Despite the fact that seizures are often triggered by a cascade of events (e.g., emotional stress, sleep deprivation, alcohol), the most common reason for an epileptic emergency in patients with known epilepsy is related to low levels of ASMs, and thus, unequivocally to non-adherence or to the addition of co-medication that interacts with the ASMs. In a study in the emergency room, missed medication was demonstrated in 38% of patients on the basis of low serum concentration/dose ratios from therapeutic drug monitoring [47], and in 71% of patients with self-reported failure to take the correct dose of their medication [48]. Unfortunately, non-adherence is rarely identified in the emergency setting because patients’ personal medication history is mostly unavailable.

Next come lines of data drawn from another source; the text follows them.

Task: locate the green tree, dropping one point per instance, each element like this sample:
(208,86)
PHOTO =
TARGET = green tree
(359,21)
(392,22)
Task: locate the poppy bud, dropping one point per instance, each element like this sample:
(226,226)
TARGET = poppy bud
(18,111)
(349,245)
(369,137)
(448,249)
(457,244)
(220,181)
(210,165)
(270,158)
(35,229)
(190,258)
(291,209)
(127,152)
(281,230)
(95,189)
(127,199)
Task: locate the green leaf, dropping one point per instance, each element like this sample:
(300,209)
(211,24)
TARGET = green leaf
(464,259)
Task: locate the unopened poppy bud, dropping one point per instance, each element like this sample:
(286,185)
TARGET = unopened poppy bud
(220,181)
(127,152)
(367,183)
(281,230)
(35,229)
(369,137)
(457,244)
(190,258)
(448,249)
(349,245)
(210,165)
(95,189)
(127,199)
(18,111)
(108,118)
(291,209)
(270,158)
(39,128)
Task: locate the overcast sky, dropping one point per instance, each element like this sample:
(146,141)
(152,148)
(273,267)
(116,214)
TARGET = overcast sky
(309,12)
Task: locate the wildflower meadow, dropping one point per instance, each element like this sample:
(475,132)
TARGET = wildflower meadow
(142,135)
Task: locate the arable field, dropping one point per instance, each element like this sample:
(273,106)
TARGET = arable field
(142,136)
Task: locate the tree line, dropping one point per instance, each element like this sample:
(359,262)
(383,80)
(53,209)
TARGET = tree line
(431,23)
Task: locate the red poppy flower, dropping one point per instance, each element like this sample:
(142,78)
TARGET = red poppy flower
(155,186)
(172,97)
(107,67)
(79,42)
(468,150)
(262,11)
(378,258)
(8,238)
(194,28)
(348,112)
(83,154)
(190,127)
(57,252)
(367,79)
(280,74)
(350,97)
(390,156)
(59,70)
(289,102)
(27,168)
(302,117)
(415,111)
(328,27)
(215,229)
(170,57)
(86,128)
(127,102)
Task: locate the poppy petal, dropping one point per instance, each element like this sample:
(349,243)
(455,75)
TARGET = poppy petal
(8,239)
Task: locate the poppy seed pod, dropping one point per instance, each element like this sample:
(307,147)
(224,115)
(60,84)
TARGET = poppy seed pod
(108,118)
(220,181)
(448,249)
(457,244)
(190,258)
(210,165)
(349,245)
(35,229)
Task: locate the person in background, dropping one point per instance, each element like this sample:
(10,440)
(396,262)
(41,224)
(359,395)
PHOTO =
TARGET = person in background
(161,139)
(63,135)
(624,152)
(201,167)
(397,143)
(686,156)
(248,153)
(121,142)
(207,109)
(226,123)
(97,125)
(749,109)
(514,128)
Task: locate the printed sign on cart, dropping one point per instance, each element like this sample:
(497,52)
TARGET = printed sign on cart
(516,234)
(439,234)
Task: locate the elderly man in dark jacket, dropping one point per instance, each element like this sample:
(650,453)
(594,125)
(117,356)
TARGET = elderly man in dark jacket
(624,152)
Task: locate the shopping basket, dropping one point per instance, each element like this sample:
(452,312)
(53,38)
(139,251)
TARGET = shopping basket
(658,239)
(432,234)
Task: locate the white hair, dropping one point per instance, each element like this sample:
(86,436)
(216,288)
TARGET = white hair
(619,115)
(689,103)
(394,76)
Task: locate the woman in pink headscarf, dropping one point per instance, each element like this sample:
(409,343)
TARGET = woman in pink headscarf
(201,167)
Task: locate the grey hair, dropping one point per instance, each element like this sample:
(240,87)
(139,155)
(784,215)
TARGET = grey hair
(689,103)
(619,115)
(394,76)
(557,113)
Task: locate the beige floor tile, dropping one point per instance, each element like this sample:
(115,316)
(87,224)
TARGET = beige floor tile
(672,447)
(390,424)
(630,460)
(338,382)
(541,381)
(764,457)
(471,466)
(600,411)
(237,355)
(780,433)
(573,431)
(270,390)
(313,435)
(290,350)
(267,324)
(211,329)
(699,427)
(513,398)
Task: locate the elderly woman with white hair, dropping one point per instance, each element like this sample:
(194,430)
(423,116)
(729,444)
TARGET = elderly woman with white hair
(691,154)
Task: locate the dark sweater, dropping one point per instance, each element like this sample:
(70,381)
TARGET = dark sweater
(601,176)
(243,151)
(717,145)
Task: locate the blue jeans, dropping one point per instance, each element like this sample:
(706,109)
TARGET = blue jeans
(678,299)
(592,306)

With the emerging evidence of genetic determination of variant alleles in transporter genes or cytochrome families, new reasons for non-response to antiseizure pharmacotherapy are now accessible [49]. Today, the evolving field of pharmacogenetics (PGx) addresses the genetic variations that are important for the metabolism of one specific substance in humans. These PGx tests are used to predict how an individual may respond to a specific pharmacotherapy. The evidence regarding the effect of genetic variations on clinical response is sufficient for only a few ASMs and mainly concerns toxicity (Table 3). For example, adverse effects and toxicity (Stevens–Johnson syndrome) are to be expected with lamotrigine and carbamazepine in patients with the HLA‑B variant*15:02, which is more frequently prevalent in South-East Asia, while the HLA‑A variant 31:01 is more prevalent in countries of Northern Europe [50, 51]. High-level evidence for genetic variations leading to alterations in pharmacokinetic metabolism currently exists only for phenytoin. Therefore, most questions about optimizing antiseizure therapies cannot be answered by PGx analysis alone [52, 53]. The PGx information might contribute to answering specific questions in particular cases only.

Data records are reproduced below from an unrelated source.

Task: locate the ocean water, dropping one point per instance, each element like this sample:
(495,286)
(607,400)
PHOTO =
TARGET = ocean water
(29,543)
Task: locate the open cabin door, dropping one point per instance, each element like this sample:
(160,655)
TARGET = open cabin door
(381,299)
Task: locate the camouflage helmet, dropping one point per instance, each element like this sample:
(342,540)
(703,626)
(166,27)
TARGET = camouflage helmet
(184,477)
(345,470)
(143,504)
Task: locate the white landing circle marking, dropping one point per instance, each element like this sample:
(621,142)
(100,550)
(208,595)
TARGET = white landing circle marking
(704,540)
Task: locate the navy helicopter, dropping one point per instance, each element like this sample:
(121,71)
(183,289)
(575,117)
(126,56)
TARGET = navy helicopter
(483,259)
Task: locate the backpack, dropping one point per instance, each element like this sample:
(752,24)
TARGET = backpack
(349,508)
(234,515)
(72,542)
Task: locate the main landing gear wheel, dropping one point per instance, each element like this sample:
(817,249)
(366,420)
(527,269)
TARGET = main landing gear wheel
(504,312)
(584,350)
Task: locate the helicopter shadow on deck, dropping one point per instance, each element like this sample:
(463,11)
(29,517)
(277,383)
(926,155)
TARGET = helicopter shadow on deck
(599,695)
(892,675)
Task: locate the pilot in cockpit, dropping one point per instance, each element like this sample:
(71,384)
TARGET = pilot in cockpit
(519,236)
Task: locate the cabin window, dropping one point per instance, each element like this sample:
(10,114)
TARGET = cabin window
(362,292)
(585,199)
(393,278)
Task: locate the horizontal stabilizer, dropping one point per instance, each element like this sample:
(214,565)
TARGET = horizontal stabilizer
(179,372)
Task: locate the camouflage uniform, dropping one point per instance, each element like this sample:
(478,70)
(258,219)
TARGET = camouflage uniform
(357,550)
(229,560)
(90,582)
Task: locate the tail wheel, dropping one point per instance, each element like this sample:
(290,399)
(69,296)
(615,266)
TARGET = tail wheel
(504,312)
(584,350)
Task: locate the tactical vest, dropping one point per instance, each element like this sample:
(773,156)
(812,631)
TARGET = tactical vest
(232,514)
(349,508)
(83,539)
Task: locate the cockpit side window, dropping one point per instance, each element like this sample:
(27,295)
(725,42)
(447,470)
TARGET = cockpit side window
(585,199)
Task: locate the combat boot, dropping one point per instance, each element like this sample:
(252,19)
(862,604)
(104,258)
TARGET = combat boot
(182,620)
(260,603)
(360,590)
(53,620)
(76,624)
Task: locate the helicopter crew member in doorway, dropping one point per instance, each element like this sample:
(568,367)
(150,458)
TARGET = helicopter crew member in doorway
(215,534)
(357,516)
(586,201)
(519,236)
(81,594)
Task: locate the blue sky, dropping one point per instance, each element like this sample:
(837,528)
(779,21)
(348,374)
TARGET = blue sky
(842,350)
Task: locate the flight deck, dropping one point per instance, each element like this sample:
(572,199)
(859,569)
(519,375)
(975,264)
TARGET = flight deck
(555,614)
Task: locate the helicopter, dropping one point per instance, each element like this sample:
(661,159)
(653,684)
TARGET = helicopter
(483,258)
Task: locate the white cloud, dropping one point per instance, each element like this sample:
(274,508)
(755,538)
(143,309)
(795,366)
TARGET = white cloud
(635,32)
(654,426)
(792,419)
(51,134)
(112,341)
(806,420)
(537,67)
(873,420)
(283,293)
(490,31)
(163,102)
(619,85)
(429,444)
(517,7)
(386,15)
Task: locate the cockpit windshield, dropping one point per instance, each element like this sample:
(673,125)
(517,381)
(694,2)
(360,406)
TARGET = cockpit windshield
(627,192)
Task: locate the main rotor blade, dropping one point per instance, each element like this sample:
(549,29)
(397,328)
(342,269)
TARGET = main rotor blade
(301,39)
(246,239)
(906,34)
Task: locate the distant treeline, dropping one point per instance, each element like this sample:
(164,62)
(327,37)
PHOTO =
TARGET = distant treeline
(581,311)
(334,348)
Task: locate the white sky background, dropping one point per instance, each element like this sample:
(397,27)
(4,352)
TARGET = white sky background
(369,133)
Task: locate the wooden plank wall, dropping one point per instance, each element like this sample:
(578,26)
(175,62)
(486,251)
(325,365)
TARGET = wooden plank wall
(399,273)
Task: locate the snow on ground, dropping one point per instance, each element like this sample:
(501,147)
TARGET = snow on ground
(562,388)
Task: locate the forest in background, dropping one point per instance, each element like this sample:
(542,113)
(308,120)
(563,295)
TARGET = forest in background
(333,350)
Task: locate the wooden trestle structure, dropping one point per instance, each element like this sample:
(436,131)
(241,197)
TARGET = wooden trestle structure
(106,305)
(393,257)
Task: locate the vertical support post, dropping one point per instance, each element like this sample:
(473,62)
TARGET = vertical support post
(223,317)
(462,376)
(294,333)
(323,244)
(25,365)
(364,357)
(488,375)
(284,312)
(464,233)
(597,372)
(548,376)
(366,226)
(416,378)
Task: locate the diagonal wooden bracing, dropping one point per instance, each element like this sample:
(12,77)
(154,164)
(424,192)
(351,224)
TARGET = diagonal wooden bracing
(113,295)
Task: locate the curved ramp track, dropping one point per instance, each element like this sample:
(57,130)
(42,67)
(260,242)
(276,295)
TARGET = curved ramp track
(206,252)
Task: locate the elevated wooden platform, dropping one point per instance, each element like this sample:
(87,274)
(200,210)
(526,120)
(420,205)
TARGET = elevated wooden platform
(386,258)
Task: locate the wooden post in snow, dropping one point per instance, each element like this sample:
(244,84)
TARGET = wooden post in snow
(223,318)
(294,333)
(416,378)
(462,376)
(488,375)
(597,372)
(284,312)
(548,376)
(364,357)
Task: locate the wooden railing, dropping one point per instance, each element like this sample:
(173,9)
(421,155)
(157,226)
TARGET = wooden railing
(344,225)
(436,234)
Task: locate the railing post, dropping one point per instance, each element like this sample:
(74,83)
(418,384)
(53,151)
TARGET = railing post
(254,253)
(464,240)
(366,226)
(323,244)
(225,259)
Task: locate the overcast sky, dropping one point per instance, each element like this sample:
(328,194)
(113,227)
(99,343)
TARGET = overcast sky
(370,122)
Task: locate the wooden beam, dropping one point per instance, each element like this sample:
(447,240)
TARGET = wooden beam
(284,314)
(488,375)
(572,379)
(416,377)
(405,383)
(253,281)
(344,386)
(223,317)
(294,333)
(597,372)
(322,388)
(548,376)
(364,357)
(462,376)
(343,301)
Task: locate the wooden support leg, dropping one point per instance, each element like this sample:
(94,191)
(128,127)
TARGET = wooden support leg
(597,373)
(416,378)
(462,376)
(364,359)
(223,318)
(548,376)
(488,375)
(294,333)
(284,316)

The patient in our case is a young woman with possible autoimmune encephalitis and recovery of seizures and cognitive decline 1 year after onset of symptoms. She had no family history of epilepsy and was started on a dual ASM treatment with twice daily intake and the halving of one tablet, which are clear barriers to high adherence. The patient has obtained regular and sufficient refills from the pharmacy. She did not report side effects from the ASM, which may contribute to poor adherence. However, during a medical visit, it became evident that the patient had an aversion to swallowing the large levetiracetam tablets and skipped doses. A liquid formulation was prescribed and dispensed. At a visit in February 2023, serum concentrations were still below the therapeutic range, indicating potential non-adherence. PGx testing was considered to investigate potentially altered pharmacokinetic metabolism of lamotrigine and levetiracetam. However, after consulting with a clinical pharmacist, no PGx testing was performed because known genetic variations cannot currently explain sub-therapeutic concentrations of the two substances.